The police said they were “verifying the authenticity” of the news.

The outfit called a unilateral ceasefire on March 25 but called it off after 12 of their own men were allegedly killed by the army. The army owned up to the encounter but failed to locate a single body.

Speaking to The Telegraph, inspector-general of police (special branch), Khagen Sarmah, said, “I have heard that they have declared a ceasefire. We are looking into it,” he said. The police would watch the outfit’s “behaviour” in the coming days to ascertain the veracity of the report, he added.

However, a section of the police topbrass described the news of “Jewel Gorlosa truce” as “too good to be true” apparently going by its past record.

Police sources described the attacks as “retaliatory”, adding, “the outfit had already declared a unilateral ceasefire but was forced to display its firepower after the killing of its cadres. It was a forced interim act and after its mission was accomplished, the outfit might now have decided to return to its unilateral ceasefire declared on March 25,” a source said.
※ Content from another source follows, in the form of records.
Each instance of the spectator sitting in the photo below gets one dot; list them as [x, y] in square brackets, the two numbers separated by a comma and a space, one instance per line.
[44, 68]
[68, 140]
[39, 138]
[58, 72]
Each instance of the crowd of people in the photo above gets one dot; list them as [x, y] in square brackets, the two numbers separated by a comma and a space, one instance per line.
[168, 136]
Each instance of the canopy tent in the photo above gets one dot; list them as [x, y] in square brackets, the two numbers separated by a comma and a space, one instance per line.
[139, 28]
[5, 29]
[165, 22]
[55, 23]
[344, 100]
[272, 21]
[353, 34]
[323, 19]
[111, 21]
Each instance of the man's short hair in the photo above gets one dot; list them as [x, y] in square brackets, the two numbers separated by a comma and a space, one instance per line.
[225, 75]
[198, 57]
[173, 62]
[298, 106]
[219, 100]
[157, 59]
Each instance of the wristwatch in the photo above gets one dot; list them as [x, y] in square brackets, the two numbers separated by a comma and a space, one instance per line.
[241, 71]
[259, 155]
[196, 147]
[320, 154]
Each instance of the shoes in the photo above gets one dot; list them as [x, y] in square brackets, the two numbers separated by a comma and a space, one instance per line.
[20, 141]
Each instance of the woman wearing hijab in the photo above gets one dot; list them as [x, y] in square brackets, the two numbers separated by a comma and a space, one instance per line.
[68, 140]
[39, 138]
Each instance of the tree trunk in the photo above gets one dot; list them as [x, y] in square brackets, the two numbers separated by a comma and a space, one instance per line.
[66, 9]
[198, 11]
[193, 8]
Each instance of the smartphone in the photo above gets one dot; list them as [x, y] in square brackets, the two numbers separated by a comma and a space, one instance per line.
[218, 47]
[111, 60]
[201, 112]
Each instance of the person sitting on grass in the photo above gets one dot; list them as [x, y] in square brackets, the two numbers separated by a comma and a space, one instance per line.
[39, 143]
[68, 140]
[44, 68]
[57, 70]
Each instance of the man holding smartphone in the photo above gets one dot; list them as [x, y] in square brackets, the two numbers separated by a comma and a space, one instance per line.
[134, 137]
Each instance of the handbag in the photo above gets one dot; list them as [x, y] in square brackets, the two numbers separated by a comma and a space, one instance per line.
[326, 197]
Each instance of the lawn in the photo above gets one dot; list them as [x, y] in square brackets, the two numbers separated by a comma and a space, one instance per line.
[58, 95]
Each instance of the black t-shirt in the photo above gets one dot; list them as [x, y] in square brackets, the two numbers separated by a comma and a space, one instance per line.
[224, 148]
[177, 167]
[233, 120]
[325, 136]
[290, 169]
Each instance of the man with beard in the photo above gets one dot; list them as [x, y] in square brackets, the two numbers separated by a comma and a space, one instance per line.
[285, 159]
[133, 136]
The NF Railway Mazdoor Union today observed a black day in all the divisional headquarters and also took out a silent rally with hundreds of its members at its Maligaon headquarters, seeking adequate security to personnel engaged in the gauge conversion.

Sources claiming to be close to the DHD (J) quoted the outfit’s publicity secretary, Faiphang Dimasa, to say that all its operations have been stopped from today. He, however, said no work on the gauge conversion and East-West corridor projects in the district would be allowed till the ceasefire was formalised.

A senior home department official said it was in constant touch with the railways and impressing upon it to resume normal services as a series of “counter-insurgency as well as protective measures” have been initiated by the government, the official said. He has also heard about the DHD (J) announcing a cessation of hostilities, he added.

“We cannot react as we have only heard.”

The bloodbath, however, continued in the district. A former councillor of the North Cachar district autonomous council belonging to the minority Biate minority tribal community was shot dead at 10am today by unknown gunmen in his village of Siampui, about 4km from Haflong town. He has been identified as J.T. Namlam, 65, according to the police in Haflong.